Given the number of fraudulent miles being claimed and the ease with which they can be redeemed, the FFP stands to lose quite a bit by allowing fraudsters to exist in the FFP program. When the redemptions are made on other partners/airlines (other OPEs), the FFP ends up compensating the partners for the services provided as well.
The OPE pays the FFP for the miles it authorizes to be provided to an FFP member (for the member’s travel). There could also be cases where a genuine passenger requests for miles (for travel) but finds the miles already credited to a fraudster. In such cases, it is generally the FFP that absorbs the cost for mileage accrual as the OPE would have already approved the miles for the flight activity based on the first request.

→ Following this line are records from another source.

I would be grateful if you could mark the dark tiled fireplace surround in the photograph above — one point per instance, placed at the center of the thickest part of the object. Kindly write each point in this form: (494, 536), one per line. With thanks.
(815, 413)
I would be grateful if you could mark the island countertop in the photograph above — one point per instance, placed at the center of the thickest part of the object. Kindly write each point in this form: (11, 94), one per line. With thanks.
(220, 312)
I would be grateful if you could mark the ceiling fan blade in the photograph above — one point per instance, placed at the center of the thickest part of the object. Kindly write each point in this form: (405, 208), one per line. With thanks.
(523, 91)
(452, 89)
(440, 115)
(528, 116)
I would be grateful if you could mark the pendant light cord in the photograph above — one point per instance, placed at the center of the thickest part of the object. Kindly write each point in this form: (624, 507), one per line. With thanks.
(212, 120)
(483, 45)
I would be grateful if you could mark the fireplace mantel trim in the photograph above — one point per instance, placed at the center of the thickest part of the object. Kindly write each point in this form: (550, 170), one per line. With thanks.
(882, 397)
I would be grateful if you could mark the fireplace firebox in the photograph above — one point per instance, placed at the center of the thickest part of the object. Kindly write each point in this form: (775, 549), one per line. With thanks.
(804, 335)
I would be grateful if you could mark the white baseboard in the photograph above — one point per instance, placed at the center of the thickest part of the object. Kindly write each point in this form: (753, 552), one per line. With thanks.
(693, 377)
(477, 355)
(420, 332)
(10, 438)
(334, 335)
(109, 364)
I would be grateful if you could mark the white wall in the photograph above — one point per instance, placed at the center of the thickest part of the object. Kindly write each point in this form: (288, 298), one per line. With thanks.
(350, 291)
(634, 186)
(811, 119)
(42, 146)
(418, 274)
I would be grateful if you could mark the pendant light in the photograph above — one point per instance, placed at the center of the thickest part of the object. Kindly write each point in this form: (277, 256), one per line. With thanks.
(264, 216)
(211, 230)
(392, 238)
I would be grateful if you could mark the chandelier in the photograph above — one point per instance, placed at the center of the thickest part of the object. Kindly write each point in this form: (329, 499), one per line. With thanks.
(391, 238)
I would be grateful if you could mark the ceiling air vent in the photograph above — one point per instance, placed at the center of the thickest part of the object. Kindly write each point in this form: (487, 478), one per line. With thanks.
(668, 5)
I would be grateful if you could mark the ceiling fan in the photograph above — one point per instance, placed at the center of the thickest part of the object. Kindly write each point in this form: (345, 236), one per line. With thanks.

Alliances can prevent such frauds
Airline alliances have a big role in preventing such practices and should adopt a data-centric approach to develop a fraud prevention solution. To begin with, an alliance should inspect the vast amount of data it has and look for patterns indicating potential loyalty fraud.
It can, for instance, check the mileage accrual requests to figure out if there are FFP members who seem to be travelling around the world and back–all in the same day.
Retro requests raised in the blink of an eye could alert the alliance to potential fraud as BOTS could be behind such requests. The alliance, at this stage, may not be able to zero in on the fraudster. It could, however, make reports available to member airlines, which can help FFPs and OPEs detect loyalty frauds and make their systems stronger to prevent them.
Alerts could be put in place to let FFPs know that something seems to be out of place (for example, over 100 requests from an FFP member in an hour, or many requests with the same ticket number from one or multiple FFP members should raise an alarm). The next step would be to put in place blocks for cases that seem to be suspicious. These could be based on configurable thresholds (for example, all retroactive mileage claim requests can be blocked if more than 10 requests have already been received from an FFP number in a day). The FFPs would then have to review the account activities for all the blocked FFP members and confirm if the members are genuine.
The alliance can also facilitate exchange of key member data (like date of birth, date of enrollment) to the FFP program, to ascertain the genuineness of a claim. The ideal step would be the creation of an automated, machine learning-based model trained on existing data within the alliance, that can be used to predict whether a mileage accrual request is genuine. In a world where fraudsters are innovative, an airline alliance, along with its members, will have to take a data-centric approach while looking for airline solutions that are unique and futuristic to prevent them.